I’m a slow starter. At some point early on, in the mid-seventies, I got a lift up on a mountaintop in Gran Canaria. Or if it was just a high hill? Memory fails me a little. At this point in time, I did not at all, get the fascination with mountain peaks – or if it was the allure of sitting on a donkey who eluded me – I don’t know for sure. 🙂
After having tackled the conventional mountain hikes and youthful ski trips, any interest in mountain and nature died altogether when I passed my 20s, give or take.
But then IT happened. Completely unplanned, it was only a little side trip when I was in Borneo in the nineties, just before I turned 30. It was then that I decided to climb Mount Kinabalu.
At first I didn’t get it this time either. Sure, it was beautiful and all that – but mostly tiresome actually.
But, then when the morning light came (Yes, we climbed up at night/early morning in the dark) and all of Borneo emerged in the light of the rising sun. That’s when it happened. In that moment I saw the light – both literally and in metaphorically.
In this moment I realized that this was a necessary part of my life. I didn’t want to live without it.
I understood that all the effort (although in retrospect I consider this particular peak a Sunday stroll) came with a reward and not a bad one at that.

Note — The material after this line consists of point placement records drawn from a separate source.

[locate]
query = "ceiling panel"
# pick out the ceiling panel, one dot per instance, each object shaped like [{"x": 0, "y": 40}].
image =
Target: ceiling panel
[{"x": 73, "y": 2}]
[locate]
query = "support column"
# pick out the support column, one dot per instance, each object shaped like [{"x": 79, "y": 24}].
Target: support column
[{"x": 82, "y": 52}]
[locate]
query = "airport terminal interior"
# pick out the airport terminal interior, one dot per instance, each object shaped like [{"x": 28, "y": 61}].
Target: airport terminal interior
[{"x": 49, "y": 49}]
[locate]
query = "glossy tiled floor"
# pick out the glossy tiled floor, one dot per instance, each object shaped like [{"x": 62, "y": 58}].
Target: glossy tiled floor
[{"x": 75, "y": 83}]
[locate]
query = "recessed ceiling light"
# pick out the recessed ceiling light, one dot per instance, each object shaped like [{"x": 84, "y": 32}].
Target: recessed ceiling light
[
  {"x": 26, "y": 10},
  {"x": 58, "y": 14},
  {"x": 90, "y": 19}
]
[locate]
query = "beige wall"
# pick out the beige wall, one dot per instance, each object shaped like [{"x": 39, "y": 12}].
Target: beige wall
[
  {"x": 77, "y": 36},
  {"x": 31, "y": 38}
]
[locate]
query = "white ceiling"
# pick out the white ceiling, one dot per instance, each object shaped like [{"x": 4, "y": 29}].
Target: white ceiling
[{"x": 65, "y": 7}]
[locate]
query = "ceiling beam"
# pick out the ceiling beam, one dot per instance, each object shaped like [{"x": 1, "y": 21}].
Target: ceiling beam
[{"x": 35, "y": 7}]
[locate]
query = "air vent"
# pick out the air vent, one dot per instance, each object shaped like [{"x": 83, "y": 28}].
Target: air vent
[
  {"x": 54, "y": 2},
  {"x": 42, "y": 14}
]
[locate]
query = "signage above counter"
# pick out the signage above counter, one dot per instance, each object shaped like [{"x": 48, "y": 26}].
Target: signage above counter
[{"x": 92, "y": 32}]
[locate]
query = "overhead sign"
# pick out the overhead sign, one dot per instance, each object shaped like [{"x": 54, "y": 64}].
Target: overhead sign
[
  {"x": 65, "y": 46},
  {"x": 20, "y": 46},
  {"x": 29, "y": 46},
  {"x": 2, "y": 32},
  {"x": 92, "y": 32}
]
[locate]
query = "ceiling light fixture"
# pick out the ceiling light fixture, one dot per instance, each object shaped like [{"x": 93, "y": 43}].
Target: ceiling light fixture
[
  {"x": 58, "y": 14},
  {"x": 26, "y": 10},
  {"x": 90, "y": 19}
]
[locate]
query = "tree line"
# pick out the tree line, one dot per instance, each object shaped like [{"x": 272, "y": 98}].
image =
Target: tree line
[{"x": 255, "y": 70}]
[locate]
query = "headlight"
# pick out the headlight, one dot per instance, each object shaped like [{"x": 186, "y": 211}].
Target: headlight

The feeling of sitting on a mountain peak, of being totaly, or sometimes extremely exhausted, that feeling of being at the top and everything else is below you, is magical in so many respects. The fact that the road there and back also tend to be just as magically beautiful or fascinating, does things even better.
I wish to everyone, their own mountaion peak – just to be part of the experience. In the end, if that mountain peak – to you – really is a mountain peak or something else doesn’t make THE difference. I think there are lots of ”peaks” around us. If we just look. If we see. If we dare. If we do.